The "confident idiot" problem: Why AI needs hard rules, not vibe checks

Nature of LLMs: text, not truth

  • Many comments stress that LLMs model word sequences, not facts; they optimize next-token probabilities, not correctness.
  • “Hallucinations” are seen as inevitable: the model always returns something; correctness is judged externally by humans.
  • Determinism (fixed seeds, temp=0) would only make them wrong the same way every time; non‑determinism isn’t the core problem.

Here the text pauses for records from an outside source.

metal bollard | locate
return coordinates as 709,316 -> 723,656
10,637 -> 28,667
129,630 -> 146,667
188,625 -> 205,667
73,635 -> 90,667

Hard rules, validation, and guardrails

  • The article’s proposal (external verifiers/assertions around LLM output) resonates with people building agents: treat the model as an untrusted component and validate like any other input.
  • Suggested tools: schemas/structured output, HTTP checks, type systems, property-based tests, strong typing (Haskell/OCaml/Rust), Prolog/DSL controllers, external scripts and benchmarks, classic validation libraries.
  • Some liken this to pre‑flight checklists or TDD: LLMs handle “soft” generation, deterministic code and tests enforce reality.

Limits and criticisms of the “rules around LLMs” approach

  • Critics note that most high‑stakes tasks (medicine, judgment calls) can’t be fully captured by simple assertions; ultimate verification must be human.
  • Others argue the library still “fixes probability with more probability,” since rules are injected back into prompts the model may ignore.
  • Experience reports: attempts to wrap agents with many verifiers hit reward‑hacking, long tails of missing checks, and inconsistent behavior across repos/languages.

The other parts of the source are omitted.